On ne sait pas trop si Jean F. Boily parle de lui ou du personnage, sans doute un peu des deux. « La vérité, elle est plus sur la réflexion entourant la consommation que sur les faits, poursuit-il. Et tous ces personnages-là ont émergé dans un continuum qui s’inscrit dans une société de consommation. C’est là que ça prend tout son sens pour moi. »
Le Québec en toile de fond
Pour la petite histoire (une autre !), cela fait des années que Jean F. Boily mijote ce roman. Plus de 15 ans, très exactement. Puis, en 2016, quand arrive en librairie le récit de Stéphane Larue (Le plongeur), il abandonne. « Ça ne sert plus à rien de faire un manuscrit sur la restauration », se dit-il.
L’année d’après, alors qu’il fête ses 40 ans, il se met à réfléchir aux 40 ans de son « demi-pays » à lui. « Et j’ai décidé de raconter mon histoire, pas parce que je la trouve spécialement intéressante, mais parce que je me suis rendu compte qu’il y avait une histoire vraiment intéressante dans notre demi-pays à raconter. […] J’ai décidé de partir de ce que moi, j’ai vécu, et de le mettre dans un contexte historique. Ce parcours culturel, le Québec des années 1980 à 2020, je le trouvais intéressant. […] Tu deviens obsédé par ton Québec, t’as le goût de consommer, parce que c’est déprimant ! Et cela a du sens d’avoir des problèmes de consommation dans notre société de surconsommation ! Le micro et le macro, c’est la même chose ! »
Pourquoi Grosse douceur, au juste ? « C’est mignon, et c’est de ça qu’on a besoin, non ? Pas une petite, mais une grosse douceur ! » Clin d’œil à Gros câlin (il a beaucoup aimé Romain Gary/Émile Ajar adolescent), Grosse douceur est aussi le nom de ce personnage mauve de l’univers de McDonald’s, et c’est celui que son alter ego se fait accoler par ses intimidateurs toute son enfance, dans son Lac-Saint-Jean natal.
Précision : oui, l’auteur a lui aussi été intimidé, à coup d’insultes par-ci, d’urine par-là (ça ne s’invente pas), mais non, il n’en avait jusqu’ici jamais parlé. « Ça a gâché mon enfance », laisse-t-il tomber, entre deux gorgées d’allongé.

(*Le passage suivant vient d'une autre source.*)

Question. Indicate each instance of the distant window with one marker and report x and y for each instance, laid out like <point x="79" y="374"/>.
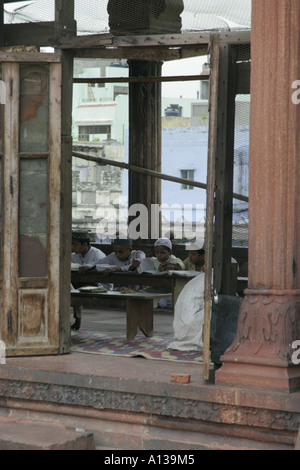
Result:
<point x="88" y="133"/>
<point x="187" y="174"/>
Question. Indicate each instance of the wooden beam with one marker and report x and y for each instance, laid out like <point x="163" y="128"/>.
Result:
<point x="144" y="53"/>
<point x="210" y="199"/>
<point x="6" y="56"/>
<point x="181" y="78"/>
<point x="128" y="166"/>
<point x="45" y="34"/>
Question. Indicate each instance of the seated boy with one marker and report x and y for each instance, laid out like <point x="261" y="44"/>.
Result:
<point x="164" y="260"/>
<point x="83" y="253"/>
<point x="123" y="258"/>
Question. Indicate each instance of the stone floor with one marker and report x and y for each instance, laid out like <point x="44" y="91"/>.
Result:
<point x="131" y="403"/>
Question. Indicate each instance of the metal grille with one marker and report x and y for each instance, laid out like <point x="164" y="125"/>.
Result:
<point x="92" y="15"/>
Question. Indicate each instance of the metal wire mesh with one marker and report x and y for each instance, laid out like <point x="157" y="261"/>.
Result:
<point x="241" y="161"/>
<point x="92" y="15"/>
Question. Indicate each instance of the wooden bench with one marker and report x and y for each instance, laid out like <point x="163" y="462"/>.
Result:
<point x="139" y="308"/>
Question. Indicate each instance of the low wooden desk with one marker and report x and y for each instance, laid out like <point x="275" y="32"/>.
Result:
<point x="175" y="282"/>
<point x="139" y="308"/>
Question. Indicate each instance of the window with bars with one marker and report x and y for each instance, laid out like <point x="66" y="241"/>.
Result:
<point x="187" y="174"/>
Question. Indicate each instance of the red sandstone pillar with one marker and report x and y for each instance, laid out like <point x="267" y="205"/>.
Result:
<point x="269" y="320"/>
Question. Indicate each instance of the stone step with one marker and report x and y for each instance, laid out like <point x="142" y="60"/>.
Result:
<point x="29" y="435"/>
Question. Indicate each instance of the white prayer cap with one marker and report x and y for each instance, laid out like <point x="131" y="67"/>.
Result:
<point x="164" y="242"/>
<point x="198" y="244"/>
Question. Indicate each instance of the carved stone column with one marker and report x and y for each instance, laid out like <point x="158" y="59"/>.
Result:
<point x="269" y="320"/>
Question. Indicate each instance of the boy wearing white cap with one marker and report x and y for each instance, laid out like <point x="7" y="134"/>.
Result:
<point x="164" y="260"/>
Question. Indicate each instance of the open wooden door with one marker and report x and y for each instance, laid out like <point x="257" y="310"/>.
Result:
<point x="30" y="198"/>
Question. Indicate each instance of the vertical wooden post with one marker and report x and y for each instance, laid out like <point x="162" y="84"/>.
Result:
<point x="224" y="170"/>
<point x="65" y="26"/>
<point x="261" y="355"/>
<point x="210" y="199"/>
<point x="1" y="23"/>
<point x="145" y="136"/>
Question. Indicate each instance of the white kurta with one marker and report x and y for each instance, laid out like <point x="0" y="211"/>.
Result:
<point x="189" y="316"/>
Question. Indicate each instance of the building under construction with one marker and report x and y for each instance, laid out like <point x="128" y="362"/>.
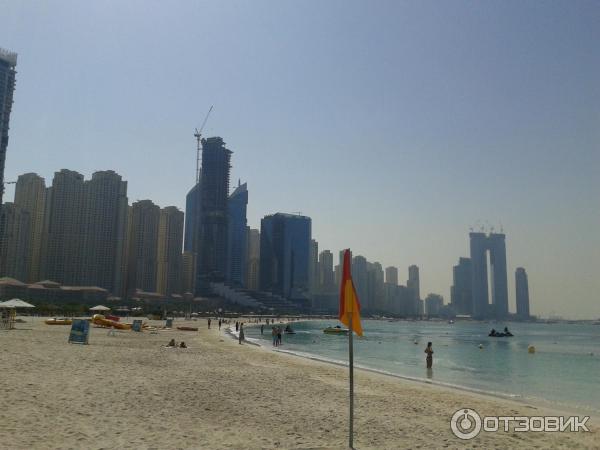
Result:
<point x="214" y="188"/>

À noter, enfin, que même s’il tombe bien, bien bas, son personnage finit par se ressaisir, et le texte se conclut sur une note étonnamment lumineuse. « Je me lance dans l’excessif… positif ! Pulsion de vie, pulsion de mort », conclut notre interlocuteur. Parions qu’on n’a pas fini d’entendre parler de lui.